Pennsylvania’s General Assembly last week, on the last day of its session, voted to end the automatic life without parole for teens convicted of first- or second-degree murder. But some advocates say the new scheme misses the point of real reform.
Senate Bill 850 sets the minimum sentence for first-degree murders committed by 15- to 17-year-olds at 35 years. For younger teens, it’s 25 years.
New second-degree murder minimum sentences would be broken up in the same tiers: 30 years for older teens; 20 for younger ones.
The bill is now on the desk of Pennsylvania Gov. Tom Corbett. According to AP reports, he is likely to sign.
That replaces a mandatory sentencing scheme that sent such teen offenders to life without parole or even death. Pennsylvania is among the first of about 25 states that still need to change those mandatory sentences for young people after the U.S. Supreme Court declared them unconstitutional earlier this year.
But the new bill is “harsher than it needed to be, it left a lot of what the U.S. Supreme Court told us on the table,” said Marsha Levick, deputy director and chief counsel of the Philadelphia-based Juvenile Law Center.
The U.S. Supreme Court ruling in Miller v. Alabama this June said that young people are more impulsive, more capable of change and less mature and less able to make good judgments than adults. Thus, the court argued, juveniles convicted of murder must be given a sentencing hearing and judges must take into account mitigating factors such as age, past experience with the courts, family history, or mental illness. That rules out mandatory sentences.
Levick said she believes the U.S. Supreme Court is advising “a different paradigm” that’s more flexible, individualized and sensitive to research on adolescent brain development.
Decarcerate Pennsylvania, a grassroots group fighting to end and reverse prison expansion, also argued against the bill.
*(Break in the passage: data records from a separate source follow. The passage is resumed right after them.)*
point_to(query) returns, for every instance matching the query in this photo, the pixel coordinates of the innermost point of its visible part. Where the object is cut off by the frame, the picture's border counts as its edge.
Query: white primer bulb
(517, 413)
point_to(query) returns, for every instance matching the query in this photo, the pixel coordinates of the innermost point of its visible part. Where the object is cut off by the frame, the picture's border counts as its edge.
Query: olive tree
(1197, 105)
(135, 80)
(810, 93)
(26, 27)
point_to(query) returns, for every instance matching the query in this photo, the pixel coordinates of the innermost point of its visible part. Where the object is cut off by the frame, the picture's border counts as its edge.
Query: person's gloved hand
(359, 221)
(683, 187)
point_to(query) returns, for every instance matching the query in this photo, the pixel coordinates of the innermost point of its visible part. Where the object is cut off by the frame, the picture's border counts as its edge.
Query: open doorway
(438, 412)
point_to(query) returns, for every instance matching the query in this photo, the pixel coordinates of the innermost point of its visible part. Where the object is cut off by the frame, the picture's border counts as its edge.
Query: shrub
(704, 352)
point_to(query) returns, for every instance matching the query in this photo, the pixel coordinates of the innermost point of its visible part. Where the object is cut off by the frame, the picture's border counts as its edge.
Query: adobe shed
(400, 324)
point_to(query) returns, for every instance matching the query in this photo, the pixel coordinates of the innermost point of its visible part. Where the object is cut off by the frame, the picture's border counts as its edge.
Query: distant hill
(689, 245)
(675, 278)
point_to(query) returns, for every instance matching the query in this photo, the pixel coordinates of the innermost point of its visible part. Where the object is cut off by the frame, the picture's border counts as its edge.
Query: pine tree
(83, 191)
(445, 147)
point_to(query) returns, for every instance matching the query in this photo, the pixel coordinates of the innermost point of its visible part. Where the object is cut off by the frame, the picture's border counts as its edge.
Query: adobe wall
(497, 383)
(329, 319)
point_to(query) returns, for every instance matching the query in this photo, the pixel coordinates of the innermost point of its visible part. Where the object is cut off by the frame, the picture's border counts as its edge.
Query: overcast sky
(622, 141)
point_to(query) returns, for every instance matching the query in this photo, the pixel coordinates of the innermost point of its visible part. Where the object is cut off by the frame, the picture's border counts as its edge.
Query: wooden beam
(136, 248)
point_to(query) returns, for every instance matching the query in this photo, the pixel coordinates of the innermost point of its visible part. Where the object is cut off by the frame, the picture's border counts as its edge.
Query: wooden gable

Their official statement argues that new sentencing rules should make “meaningful and substantive” change.
“The bill does not honor the spirit of the U.S. Supreme Court decision which asserts that children should be sentenced in a way that holds them accountable for their mistakes while also recognizing their youthfulness and their potential for change,” reads a statement the group released.
The new sentencing rules were amended onto an existing bill in September, the first chance Pennsylvania had to make a change after the Miller ruling.
Decarcerate Pennsylvania’s statement argued that the process was too fast, lacking public debate and discussion, and closing an opportunity for “substantive, thoughtful” legislation.
Levick thinks the door is closed on a redo, predicting the General Assembly will have no “appetite” to revisit juvenile murder sentencing.
The bill is not retroactive either, so does not apply to Pennsylvania’s 500 or so lifers, though Levick is arguing a case at the state Supreme Court that could make them eligible to apply for resentencing.
Oral arguments have already been made, but the state supreme court has yet to announce a date for its opinion.